After controversially securing the rights to stage the competition back in December 2010, the gulf state’s population has swelled following an influx of nearly two million migrant workers.
Qatar’s labour laws have subsequently fallen under scrutiny, with a series of reports and investigations raising concern over workers’ rights and conditions.
Despite the country’s promises over the last decade to improve matters, Amnesty International claims in a 19-page report, titled 'Reality Check: The state of migrant workers' rights with less than four years to go until the Qatar 2022 World Cup', that such reforms have failed to properly materialise.
In a statement, the human rights' organisation's deputy director of global issues Stephen Cockburn said: "Time is running out if the Qatari authorities want to deliver a legacy we can all cheer - namely a labour system that ends the abuse and misery inflicted upon so many migrant workers every day.
"The Qatari authorities have been taking some important steps to protect labour rights, but much more needs to be done.
"Holes in the reforms to date mean many workers are still stuck in harsh conditions, vulnerable to exploitation and abuse, while those who return home do so empty-handed, with no compensation and no justice."
The report acknowledges that the Qatari authorities have passed new laws to improve workers' rights since signing an agreement with the United Nations' International Labour Organisation in November 2017.

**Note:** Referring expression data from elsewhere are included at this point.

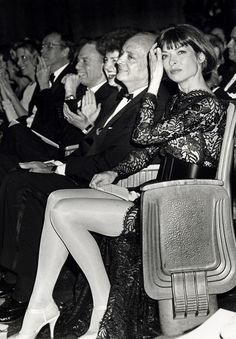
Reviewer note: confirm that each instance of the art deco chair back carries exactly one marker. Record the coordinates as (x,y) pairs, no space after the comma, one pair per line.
(189,249)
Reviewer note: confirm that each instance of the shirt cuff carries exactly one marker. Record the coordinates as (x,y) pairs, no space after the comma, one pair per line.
(61,169)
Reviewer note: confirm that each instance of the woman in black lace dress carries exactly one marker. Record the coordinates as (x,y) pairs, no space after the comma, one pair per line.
(189,139)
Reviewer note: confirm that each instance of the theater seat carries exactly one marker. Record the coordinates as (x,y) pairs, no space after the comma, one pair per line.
(189,248)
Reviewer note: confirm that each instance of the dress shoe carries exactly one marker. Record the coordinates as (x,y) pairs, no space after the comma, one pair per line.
(5,288)
(11,309)
(35,319)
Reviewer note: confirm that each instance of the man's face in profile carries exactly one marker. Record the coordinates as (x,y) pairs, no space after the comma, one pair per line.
(89,65)
(132,64)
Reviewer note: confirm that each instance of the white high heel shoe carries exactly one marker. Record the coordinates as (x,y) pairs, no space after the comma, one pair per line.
(96,318)
(37,319)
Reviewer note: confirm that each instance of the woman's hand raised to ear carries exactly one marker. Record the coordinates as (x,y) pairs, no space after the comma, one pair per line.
(156,69)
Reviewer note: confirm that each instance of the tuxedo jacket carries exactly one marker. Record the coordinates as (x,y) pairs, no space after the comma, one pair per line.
(49,103)
(72,135)
(102,151)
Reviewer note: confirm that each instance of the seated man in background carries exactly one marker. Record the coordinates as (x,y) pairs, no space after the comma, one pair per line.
(23,194)
(90,76)
(20,143)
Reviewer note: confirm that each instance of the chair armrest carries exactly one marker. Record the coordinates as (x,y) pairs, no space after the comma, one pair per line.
(181,182)
(69,149)
(146,174)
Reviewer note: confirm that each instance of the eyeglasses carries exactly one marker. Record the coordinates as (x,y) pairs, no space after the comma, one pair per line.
(50,45)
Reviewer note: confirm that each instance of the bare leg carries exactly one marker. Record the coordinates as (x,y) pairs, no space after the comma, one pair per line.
(69,216)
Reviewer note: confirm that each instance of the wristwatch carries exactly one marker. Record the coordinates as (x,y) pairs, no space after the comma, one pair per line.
(70,97)
(87,129)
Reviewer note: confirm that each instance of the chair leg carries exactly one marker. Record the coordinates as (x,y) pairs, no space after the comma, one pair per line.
(172,327)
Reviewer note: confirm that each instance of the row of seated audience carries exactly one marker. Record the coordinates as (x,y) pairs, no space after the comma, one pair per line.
(112,96)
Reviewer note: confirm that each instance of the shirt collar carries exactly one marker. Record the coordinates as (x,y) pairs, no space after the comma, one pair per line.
(95,88)
(137,91)
(59,70)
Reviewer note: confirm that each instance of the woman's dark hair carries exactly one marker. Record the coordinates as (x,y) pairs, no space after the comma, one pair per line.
(188,35)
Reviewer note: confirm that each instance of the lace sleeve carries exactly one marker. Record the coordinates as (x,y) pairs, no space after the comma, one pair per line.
(197,114)
(135,161)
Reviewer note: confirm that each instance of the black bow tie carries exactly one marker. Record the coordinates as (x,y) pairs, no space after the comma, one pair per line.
(123,94)
(51,77)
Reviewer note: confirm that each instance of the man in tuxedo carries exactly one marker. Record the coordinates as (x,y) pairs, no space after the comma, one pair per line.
(90,76)
(20,143)
(23,194)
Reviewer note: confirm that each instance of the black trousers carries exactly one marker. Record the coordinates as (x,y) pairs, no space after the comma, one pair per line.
(21,142)
(23,198)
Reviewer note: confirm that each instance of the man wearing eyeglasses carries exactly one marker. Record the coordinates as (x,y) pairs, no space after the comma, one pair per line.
(23,194)
(45,116)
(90,76)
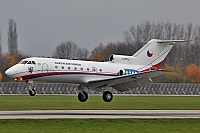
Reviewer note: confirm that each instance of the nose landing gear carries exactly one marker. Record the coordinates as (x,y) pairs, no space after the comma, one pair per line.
(82,96)
(107,96)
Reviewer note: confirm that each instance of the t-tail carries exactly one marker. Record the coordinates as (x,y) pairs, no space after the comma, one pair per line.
(154,52)
(150,55)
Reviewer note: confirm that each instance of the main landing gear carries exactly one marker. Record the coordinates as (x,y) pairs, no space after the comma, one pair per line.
(31,91)
(83,96)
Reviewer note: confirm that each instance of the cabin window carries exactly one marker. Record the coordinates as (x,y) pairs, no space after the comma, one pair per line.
(29,62)
(33,62)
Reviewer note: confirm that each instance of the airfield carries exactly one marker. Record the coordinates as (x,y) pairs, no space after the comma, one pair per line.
(126,113)
(105,114)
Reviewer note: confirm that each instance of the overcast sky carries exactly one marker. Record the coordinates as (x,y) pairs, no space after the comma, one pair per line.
(44,24)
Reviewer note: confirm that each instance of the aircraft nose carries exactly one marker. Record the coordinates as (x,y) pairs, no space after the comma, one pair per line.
(9,72)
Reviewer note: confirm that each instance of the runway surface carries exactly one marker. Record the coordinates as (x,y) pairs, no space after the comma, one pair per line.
(111,114)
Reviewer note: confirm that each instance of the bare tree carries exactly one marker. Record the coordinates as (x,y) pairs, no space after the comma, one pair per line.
(0,52)
(0,45)
(12,38)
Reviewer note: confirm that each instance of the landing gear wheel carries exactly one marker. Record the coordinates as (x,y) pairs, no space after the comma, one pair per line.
(82,96)
(107,96)
(32,92)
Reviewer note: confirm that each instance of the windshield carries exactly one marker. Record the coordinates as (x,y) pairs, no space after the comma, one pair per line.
(27,62)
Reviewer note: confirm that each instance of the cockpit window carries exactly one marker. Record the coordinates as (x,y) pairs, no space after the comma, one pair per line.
(33,62)
(27,62)
(24,62)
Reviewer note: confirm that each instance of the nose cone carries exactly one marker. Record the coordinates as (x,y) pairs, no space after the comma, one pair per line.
(10,72)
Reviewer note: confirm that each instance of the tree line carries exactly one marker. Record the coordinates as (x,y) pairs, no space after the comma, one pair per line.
(183,60)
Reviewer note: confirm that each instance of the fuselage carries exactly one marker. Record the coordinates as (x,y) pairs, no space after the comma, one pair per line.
(69,71)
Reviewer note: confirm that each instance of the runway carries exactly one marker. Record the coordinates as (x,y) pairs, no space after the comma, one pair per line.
(87,114)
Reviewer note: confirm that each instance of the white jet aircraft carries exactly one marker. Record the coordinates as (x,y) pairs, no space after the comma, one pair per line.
(121,72)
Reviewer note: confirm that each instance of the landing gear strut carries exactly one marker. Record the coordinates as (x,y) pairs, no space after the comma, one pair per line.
(107,96)
(32,92)
(82,96)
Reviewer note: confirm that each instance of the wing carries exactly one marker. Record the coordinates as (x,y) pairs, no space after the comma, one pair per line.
(127,82)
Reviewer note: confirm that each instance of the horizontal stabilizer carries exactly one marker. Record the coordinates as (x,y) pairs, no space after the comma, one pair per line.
(170,41)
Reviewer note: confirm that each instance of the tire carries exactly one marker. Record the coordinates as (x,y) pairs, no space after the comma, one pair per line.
(107,96)
(82,96)
(32,92)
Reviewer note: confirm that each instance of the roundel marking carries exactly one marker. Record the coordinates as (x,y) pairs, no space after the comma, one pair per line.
(149,53)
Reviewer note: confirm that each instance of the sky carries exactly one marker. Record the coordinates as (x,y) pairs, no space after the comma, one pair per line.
(44,24)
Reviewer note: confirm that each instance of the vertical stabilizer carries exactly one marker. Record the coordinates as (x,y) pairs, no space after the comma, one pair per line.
(154,52)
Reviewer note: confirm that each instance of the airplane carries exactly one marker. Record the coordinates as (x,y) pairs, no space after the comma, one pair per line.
(120,72)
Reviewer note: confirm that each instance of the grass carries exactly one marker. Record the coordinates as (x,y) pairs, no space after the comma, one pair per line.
(70,102)
(100,125)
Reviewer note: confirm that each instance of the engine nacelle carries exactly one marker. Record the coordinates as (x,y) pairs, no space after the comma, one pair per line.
(120,58)
(128,72)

Authorities also moved to end the practice of ‘Kafala’ - the much-abused requirement for employees to obtain an “exit permit” requiring their employer’s permission to be able to leave the country.
However, according to Amnesty International, serious limitations in some of the reforms mean many migrant workers in Qatar are still at risk of forced labour, restrictions on their movement and other abuses.

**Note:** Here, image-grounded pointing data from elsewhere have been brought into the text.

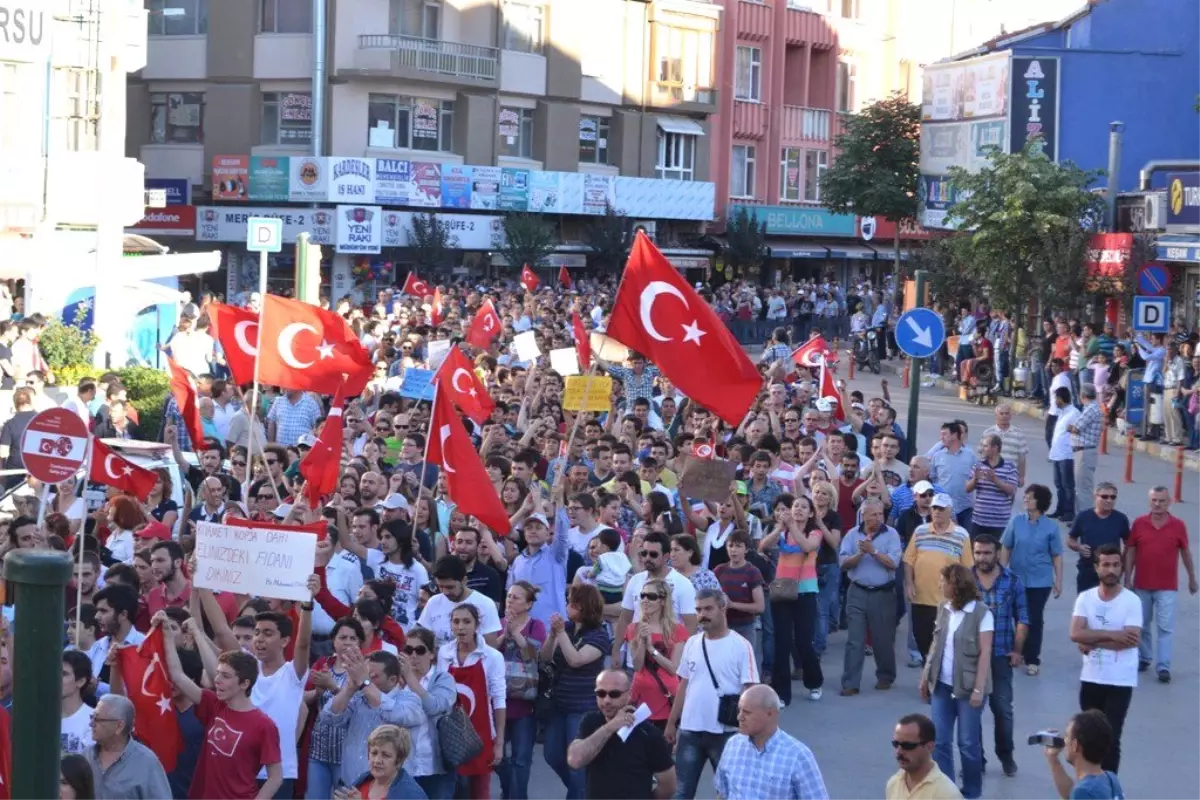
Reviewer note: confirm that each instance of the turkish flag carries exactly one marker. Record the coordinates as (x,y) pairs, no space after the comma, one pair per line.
(467,482)
(528,278)
(658,314)
(304,347)
(111,469)
(323,464)
(466,390)
(485,328)
(183,389)
(148,686)
(582,343)
(415,287)
(472,684)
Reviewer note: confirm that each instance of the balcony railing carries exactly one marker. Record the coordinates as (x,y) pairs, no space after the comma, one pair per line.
(435,55)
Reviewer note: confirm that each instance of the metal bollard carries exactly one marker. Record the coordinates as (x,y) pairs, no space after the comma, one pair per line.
(39,578)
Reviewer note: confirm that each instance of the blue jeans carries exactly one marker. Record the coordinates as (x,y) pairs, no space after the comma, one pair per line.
(561,732)
(514,770)
(693,750)
(1157,607)
(947,710)
(828,607)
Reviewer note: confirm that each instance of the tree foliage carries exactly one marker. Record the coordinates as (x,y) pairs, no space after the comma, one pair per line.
(610,236)
(527,240)
(1026,238)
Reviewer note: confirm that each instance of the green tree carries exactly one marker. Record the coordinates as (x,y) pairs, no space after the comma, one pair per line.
(430,242)
(747,248)
(528,240)
(877,166)
(1026,238)
(610,236)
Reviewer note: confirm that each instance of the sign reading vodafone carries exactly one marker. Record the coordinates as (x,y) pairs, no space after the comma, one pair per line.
(54,445)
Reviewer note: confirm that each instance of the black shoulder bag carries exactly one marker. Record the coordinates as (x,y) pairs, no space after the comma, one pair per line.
(726,704)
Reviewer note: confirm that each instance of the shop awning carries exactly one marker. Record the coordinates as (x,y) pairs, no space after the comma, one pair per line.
(683,125)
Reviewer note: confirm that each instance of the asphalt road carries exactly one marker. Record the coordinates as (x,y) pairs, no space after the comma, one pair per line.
(851,737)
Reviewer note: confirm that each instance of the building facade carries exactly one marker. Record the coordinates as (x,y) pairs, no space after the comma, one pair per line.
(465,107)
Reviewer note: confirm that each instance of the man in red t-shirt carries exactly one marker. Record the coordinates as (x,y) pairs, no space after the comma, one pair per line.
(1157,540)
(239,739)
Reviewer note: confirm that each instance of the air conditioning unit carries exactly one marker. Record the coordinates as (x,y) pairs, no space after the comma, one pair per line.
(648,226)
(1156,211)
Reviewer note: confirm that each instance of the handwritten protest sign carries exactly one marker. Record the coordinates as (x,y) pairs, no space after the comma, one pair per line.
(264,561)
(579,396)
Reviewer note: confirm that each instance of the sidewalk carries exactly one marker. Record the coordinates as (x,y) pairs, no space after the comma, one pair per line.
(1029,408)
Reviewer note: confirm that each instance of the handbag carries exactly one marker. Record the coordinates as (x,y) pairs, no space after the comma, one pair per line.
(726,704)
(457,738)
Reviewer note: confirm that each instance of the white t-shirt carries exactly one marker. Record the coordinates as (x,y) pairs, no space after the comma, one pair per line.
(732,660)
(987,625)
(77,731)
(437,612)
(1110,667)
(408,581)
(279,697)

The also charity insists that the notorious ‘kafala’ sponsorship system remains firmly in place despite partial reforms. As such, migrant workers continue to face criminalisation for “absconding” and risk having their passports confiscated.
Amnesty International also pointed out that the temporary minimum wage for those building the country's infrastructure is around £155 per month, while the new labour courts set up to tackle the non-payment of wages and other complaints are overwhelmed.
The report calls for "fundamental reform" of the sponsorship system, a strengthening of measures to make sure workers are paid in full and on time, improved enforcement of the new laws, proper funding for the dispute resolution committees so they can keep up with the workload, a green light to form trade unions and better protection for domestic workers.
Neither the Qatari government nor the World Cup's organising committee has responded yet to The Independent’s requests for comment.
Qatar is building seven new stadiums and renovating one in order to stage the 2022 World Cup, which has been moved to the winter because of concerns about the Gulf peninsula's extreme summer heat. In fact, the country's climate has been partly blamed by experts for high mortality rates among migrant construction workers.